A console frieze is a horizontal serial architectural element, which imitates wooden beam ends (also called 'beam heads') in stone. Narrow console friezes are also known as battlements .

The linear patterns resembling a series of indicated beam heads are called tooth cuts.

function

In contrast to their wooden models (e.g. in half-timbered buildings ), console friezes no longer have a load-bearing function; the overlying horizontal cornices or the beams of the roof trusses would be statically stable even without a base in the form of a console frieze. Console friezes therefore only fulfill structuring or decorative tasks.

Occurrence

Console friezes were originally reserved for the exterior ( apse , nave , facade) of a stone - mostly sacred - building; only very much later, and only in rare cases, are they found beneath cornices in the interior of buildings.

history

In the transition from wood to stone architecture, some - formerly functional - elements were retained as building decor: One of the most characteristic examples are console friezes; these already appear on the pediment of the Pantheon in Rome and other Roman provincial buildings (e.g. Jupiter monument in Saint-Rémy-de-Provence ). They can also be found in late antiquity (e.g. portal on the upper floor of Theodoric's tomb in Ravenna).
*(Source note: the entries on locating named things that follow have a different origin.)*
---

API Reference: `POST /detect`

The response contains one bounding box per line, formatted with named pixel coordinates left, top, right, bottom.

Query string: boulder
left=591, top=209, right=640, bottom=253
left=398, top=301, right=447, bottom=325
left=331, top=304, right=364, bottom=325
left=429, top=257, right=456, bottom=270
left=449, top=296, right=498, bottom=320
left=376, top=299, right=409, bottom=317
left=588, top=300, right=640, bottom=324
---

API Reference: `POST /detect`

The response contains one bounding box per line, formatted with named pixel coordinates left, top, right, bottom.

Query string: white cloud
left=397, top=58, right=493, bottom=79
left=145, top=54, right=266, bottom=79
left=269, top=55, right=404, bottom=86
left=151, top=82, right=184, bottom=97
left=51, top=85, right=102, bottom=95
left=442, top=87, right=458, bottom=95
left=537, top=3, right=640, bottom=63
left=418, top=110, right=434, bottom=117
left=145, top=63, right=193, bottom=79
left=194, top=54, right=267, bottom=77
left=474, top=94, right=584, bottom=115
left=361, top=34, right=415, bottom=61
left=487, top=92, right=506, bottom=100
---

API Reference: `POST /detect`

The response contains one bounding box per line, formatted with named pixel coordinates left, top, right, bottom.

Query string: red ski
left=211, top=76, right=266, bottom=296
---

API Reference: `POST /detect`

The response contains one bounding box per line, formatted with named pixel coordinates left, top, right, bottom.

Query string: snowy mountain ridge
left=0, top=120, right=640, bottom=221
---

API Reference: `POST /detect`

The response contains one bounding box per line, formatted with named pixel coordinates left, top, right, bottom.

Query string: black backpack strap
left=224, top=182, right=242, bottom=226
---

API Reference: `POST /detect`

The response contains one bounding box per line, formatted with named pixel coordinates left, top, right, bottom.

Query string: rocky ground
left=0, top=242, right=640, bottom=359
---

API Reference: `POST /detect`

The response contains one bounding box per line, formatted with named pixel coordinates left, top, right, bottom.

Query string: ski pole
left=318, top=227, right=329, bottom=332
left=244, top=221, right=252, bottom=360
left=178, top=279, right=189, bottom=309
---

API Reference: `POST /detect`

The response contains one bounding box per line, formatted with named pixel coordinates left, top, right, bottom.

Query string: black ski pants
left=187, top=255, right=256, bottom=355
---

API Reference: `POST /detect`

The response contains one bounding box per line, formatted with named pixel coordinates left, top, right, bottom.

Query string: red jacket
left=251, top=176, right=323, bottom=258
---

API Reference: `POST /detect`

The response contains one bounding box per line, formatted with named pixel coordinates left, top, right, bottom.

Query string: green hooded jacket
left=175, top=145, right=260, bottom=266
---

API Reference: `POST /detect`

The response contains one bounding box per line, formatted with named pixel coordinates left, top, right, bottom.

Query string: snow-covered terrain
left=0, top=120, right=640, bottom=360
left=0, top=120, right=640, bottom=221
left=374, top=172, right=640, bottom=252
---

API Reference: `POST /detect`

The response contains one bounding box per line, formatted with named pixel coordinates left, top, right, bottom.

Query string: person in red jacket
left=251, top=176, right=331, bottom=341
In the Romanesque church architecture of the Middle Ages, console friezes are of major importance for the decorative design of the building , but they also appear below cornices and eaves in the architecture of the Renaissance , Baroque and Rococo . The historicizing architecture of the 19th century, which very often works with bricks - which are becoming increasingly cheaper than house stones - uses console friezes as a decorative element in the facade design.

Console figures

The consoles (sometimes also referred to as corbels) are - especially on the exterior of Romanesque churches - often decorated with figurative, vegetal or abstract motifs, which can be seen as disastrous ( apotropaic ) on the one hand, and also in a certain way as entertaining or amusing on the other. In any case, the figurative motifs belong to the field of folk art and popular belief - a certain thematic similarity connects them with the grimaces and popular scenes of the misericordies in medieval or early modern choir stalls .

Metopes

The spaces between the individual consoles mostly remain undecorated. On church buildings in south-west France and in north Spain, however, they can also be decorated with vegetable or figurative motifs in individual cases (→ San Martín (Artáiz) ).